# Feeding Question



## alsea1 (Oct 16, 2013)

I was wondering if grain is really nec. for keeping goats healthy.
I would like fellow goat raisers opinions on this.
Thanks


----------



## NaturesPace (Oct 16, 2013)

I'm new to goats, but I'm going to try to raise my goats without grains. I'm guessing I won't get as much milk and maybe the duration of them providing milk will be shorter. I'm feeding Chaffhaye and alfalfa pellets, while they have unlimited access to forage. They also have loose minerals, baking soda and kelp, free-choice.
I'll see what their condition is while pregnant and milking to decide if I can go grain free. 

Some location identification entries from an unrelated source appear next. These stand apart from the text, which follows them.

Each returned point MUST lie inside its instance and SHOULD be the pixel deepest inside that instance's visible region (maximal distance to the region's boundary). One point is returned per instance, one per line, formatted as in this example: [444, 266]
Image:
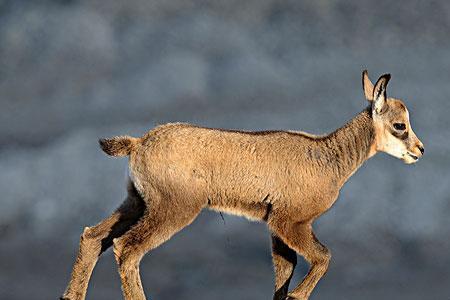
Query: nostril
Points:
[422, 149]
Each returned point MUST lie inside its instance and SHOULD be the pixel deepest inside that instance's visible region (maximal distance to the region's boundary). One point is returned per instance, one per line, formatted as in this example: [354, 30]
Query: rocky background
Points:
[72, 71]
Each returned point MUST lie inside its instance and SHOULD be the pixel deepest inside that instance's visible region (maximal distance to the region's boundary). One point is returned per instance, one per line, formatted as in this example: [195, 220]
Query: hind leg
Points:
[96, 239]
[161, 221]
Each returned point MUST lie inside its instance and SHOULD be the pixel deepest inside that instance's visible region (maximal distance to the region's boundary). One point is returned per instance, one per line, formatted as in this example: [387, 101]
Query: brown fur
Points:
[286, 179]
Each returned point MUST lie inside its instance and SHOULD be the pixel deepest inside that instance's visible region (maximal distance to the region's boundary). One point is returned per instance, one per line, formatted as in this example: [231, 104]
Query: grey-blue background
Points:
[73, 71]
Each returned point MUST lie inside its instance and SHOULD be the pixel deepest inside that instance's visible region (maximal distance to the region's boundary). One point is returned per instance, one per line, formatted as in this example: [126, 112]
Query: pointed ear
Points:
[379, 93]
[367, 86]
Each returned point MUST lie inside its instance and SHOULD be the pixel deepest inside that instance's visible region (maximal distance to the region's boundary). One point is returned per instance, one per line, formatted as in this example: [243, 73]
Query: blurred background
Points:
[72, 71]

I would also love to hear if others have had success trying to keep them off of grain.


----------



## WhiteMountainsRanch (Oct 16, 2013)

*Is this a double post Alsea? 
http://www.backyardherds.com/forum/viewtopic.php?id=27914*


----------



## alsea1 (Oct 17, 2013)

No. One is for sheep and the other goats.
I have been feeding grain to them all and its starting to get expensive and I have not really noted a drastic change in weight gain. So I'm thinking that I need to change up.
I was under the impression that alfalfa could cause urinary issues with bucks, so I have not fed alf. just grass hay.  But if its working for everyone else I will try that.


----------



## NaturesPace (Oct 17, 2013)

I don't have any bucks, so I'm not sure how to advise you on that.


----------



## WhiteMountainsRanch (Oct 17, 2013)

*Oops sorry, I totally missed that- it was late!  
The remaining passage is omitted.